Ted JuneauLAWRENCE, Kan. (AP) – Far from the din of March Madness and a long way from the bright lights, Ted Juneau is searching basketball outposts.


He’s got his eye on a 6-foot-9 difference-maker and recently encouraged him to visit. There’s a potential transfer from a Minnesota junior college who could contribute right away. He works the phones, calling players he’s heard about, listening to others seeking him out.
Occasionally, Juneau dips into Oklahoma to catch a few games and later this month he’s planning to attend a tournament in Colorado.
In the most basic sense, Juneau is like every other college basketball coach on the recruiting trail.
Beneath the surface, his job is unlike any other.
Juneau’s trail takes him to places like Rocky Boy, Mont., Navajo, N.M., and Tahlequah, Okla., not Chicago, Detroit or New York. His school doesn’t offer athletic scholarships and has the resources for one, maybe two big recruiting trips a year. His recruits come from a tiny pool of people representing just 2 percent of the total U.S. population.
Juneau is the head coach at Haskell Indian Nations University, an oasis for Native American hoops players in the shadow of a college basketball powerhouse.
“It’s truly a unique place,” Juneau said. “It’s a problem just having people know that Haskell’s here and the opportunity that they have.”
The opportunity many Native Americans can’t find anywhere else.
Located just a few miles from the University of Kansas and its storied Jayhawks program, Haskell was founded in 1884 and has an enrollment of about 1,000 students, all of whom must be members of federally-recognized tribes. The NAIA school is federally funded and is the only four-year tribal college in the U.S., making it unique in college athletics.
The basketball team is filled with former Division II and III players, junior college transfers and Native American players who weren’t heavily recruited out of high school.
The Indians play a version of the breakneck “rez” ball found on many reservations, with a wrinkle of set plays and an emphasis on defense added by Juneau, Danny Manning’s former high school coach.
Their court is the floor from the 1988 NCAA championship game won by Danny and the Miracles at Kansas City’s Kemper Arena, and they get plenty of help from the Jayhawks, including shoes from Manning and lockers from the football team.
The players share a common bond of heritage – even if they sometimes come from once-warring tribes – and the aspiration of trying to escape the sometimes sobering reality of reservation life.

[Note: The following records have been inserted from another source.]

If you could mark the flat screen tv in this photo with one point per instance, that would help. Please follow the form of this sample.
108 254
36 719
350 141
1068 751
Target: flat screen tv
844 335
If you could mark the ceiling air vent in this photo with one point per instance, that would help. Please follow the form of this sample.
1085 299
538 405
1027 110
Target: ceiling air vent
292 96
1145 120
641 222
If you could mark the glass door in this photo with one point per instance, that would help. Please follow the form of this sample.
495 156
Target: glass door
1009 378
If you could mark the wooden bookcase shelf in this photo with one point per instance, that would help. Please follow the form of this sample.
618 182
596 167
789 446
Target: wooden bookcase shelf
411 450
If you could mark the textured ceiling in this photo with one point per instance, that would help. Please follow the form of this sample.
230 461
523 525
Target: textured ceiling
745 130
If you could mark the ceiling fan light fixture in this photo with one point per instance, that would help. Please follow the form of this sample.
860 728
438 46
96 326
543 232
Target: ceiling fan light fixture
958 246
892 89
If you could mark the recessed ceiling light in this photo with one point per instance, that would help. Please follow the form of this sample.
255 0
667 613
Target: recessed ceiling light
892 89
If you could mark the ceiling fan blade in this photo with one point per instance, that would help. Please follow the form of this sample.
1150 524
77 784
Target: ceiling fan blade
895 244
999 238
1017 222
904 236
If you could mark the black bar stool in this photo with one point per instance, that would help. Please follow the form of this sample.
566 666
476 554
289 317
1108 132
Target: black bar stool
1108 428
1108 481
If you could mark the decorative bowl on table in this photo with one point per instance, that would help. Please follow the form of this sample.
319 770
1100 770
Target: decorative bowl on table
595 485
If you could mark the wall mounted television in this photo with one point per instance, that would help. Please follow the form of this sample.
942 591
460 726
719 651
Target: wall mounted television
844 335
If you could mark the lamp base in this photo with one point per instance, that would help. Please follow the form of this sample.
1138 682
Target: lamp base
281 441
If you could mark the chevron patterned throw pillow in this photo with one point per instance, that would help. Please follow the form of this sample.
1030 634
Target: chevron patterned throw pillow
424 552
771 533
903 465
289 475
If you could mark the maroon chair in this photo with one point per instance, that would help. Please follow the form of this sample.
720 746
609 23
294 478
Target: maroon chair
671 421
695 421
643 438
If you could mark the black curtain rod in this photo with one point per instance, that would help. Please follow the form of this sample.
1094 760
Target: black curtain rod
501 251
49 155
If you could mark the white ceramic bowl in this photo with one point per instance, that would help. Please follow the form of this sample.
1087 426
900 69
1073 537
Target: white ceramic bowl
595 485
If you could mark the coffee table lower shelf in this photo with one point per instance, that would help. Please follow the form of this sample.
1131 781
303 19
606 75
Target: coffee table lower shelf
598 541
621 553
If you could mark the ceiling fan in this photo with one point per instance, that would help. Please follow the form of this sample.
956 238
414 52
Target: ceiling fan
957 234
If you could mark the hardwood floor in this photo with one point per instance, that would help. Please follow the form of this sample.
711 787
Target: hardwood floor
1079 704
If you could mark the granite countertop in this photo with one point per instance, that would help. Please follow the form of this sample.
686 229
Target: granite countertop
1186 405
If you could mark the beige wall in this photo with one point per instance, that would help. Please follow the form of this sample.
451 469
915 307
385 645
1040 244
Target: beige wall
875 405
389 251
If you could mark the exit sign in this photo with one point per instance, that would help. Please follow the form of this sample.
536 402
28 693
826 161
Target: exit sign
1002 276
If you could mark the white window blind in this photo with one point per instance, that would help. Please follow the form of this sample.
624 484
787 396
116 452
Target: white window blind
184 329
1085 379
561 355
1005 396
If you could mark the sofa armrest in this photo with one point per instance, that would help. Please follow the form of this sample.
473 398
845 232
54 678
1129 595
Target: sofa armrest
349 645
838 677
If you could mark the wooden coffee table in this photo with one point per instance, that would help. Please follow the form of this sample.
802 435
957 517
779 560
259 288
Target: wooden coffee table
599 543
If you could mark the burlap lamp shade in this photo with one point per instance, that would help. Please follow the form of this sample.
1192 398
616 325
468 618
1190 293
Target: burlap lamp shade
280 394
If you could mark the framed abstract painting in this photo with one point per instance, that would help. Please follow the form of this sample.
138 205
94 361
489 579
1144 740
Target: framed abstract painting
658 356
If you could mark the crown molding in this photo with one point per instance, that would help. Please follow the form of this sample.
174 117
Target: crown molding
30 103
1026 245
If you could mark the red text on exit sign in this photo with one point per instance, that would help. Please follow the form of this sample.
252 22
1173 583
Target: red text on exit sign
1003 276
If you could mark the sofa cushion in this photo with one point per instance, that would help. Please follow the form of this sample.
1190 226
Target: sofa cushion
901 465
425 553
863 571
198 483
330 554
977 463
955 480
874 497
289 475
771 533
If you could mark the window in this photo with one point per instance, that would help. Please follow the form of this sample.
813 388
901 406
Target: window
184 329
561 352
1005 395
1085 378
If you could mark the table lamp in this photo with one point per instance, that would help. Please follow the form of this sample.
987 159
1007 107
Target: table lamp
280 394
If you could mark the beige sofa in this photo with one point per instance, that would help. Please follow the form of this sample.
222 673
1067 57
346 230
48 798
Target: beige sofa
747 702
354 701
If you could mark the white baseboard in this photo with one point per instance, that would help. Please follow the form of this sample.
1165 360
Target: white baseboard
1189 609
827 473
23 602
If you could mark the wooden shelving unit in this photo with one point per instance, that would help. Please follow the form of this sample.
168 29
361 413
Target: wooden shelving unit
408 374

“It’s a real good opportunity to get their education and continue their basketball career,” said Vince Chavez, a senior guard from the Chemehuevi tribe. “You can always branch out after this if you want to. Pretty much after high school on the rez, it’s a dead end after that. If you come here and you try to better yourself, it’s going to be better for you in the long run.”
It’s not an easy transition.
Life on a reservation is often a closed circle, with huge, close-knit families providing a support system that spreads over the tribe like a warm blanket.
Many Native American basketball players have tried to leave the circle, only to feel like outcasts because of how they look, their language, beliefs and customs. They often return home and give up on basketball forever.
Dominick Clichee is one of the few who made it out and stayed.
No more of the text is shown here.